I posted about my homemade yogurt experiment a few days ago on my FB page. Initially, I was going to test and refine homemade yogurt recipes until I found one that worked perfectly. Instead, I decided to just post about my results as a frugal experiment. I plan on doing more frugal experiments like this in the future.
I used this homemade yogurt recipe (Edit: The site is currently down. I included my own crockpot yogurt recipe in this comment) . It worked well, but not quite perfectly. This may very well have been my own fault since it was my first time making my own yogurt. The only issue I had with the finished result is that it isn’t as thick as I’d like. It isn’t runny, but it isn’t firm either.
Aside from one adjustment – subbing the honey for sugar – I followed the recipe exactly.
I got strange looks from my husband when I wrapped a towel over the crockpot to seal in the warmth overnight. All I could say was, “it’s part of the recipe!”
The next morning, I lined a strainer with coffee filters and let my yogurt strain to separate the whey from the yogurt and hopefully thicken it up a bit. I used a bowl to catch the whey and I let it sit in the fridge for four hours before packaging it up.
When it was done, I packaged the yogurt up in 1 cup containers. I placed strawberry preserves on the bottom, layered the yogurt on top and drizzled honey on top of the yogurt. I mixed strawberry preserves into the large container to make strawberry yogurt as well.
I was able to make about 6 cups of yogurt. The recipe I used said it would produce less yogurt, but I attribute the extra to the thinner-than-expected consistency.
And now what you’re all waiting for… the cost.
½ Gallon of Whole Milk: $1.95
Yogurt Starter (small container of store brand yogurt): $0.59
Total First-time Cost: $2.72 for 48 ounces of yogurt.
-The total cost goes down to $2.13 after the first time since I can use the homemade yogurt as the yogurt starter.
- Your cost may be lower. A gallon of milk costs about $4 in my area – so ½ gallon is a little under $2.

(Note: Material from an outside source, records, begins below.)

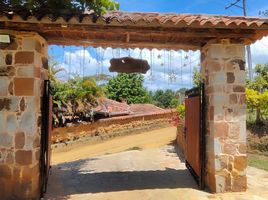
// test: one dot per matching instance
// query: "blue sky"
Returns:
(192, 6)
(164, 75)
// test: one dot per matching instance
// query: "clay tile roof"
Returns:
(147, 18)
(146, 109)
(139, 30)
(187, 19)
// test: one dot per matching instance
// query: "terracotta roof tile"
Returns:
(135, 18)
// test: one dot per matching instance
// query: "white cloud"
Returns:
(259, 51)
(164, 64)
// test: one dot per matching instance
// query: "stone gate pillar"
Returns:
(23, 65)
(223, 71)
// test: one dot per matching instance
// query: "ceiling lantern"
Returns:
(129, 65)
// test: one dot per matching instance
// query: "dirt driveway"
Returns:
(114, 170)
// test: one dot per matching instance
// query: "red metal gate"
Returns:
(45, 148)
(195, 133)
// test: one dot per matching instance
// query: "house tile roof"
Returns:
(138, 30)
(142, 18)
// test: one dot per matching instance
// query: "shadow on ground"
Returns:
(77, 178)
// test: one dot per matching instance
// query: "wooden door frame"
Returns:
(199, 91)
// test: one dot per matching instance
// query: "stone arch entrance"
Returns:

Homemade Yogurt vs. Store Bought Yogurt Cost Comparison:
Equivalent amount of store-bought yogurt (1 ½ 32-oz containers): $3.43
Homemade first-time cost: $2.72
Homemade cost after first time: $2.13
After the first batch, your savings are $1.30 per batch.
If you go through one batch of yogurt per week, you’ll save $67.60 per year.
Overall, I think it’s worth making homemade yogurt – especially since it’s so simple to make using a crockpot. Not only is the cost lower, but there is also a considerable improvement in taste.
Have you ever made homemade yogurt before? If so, do you have any tips for beginners like me?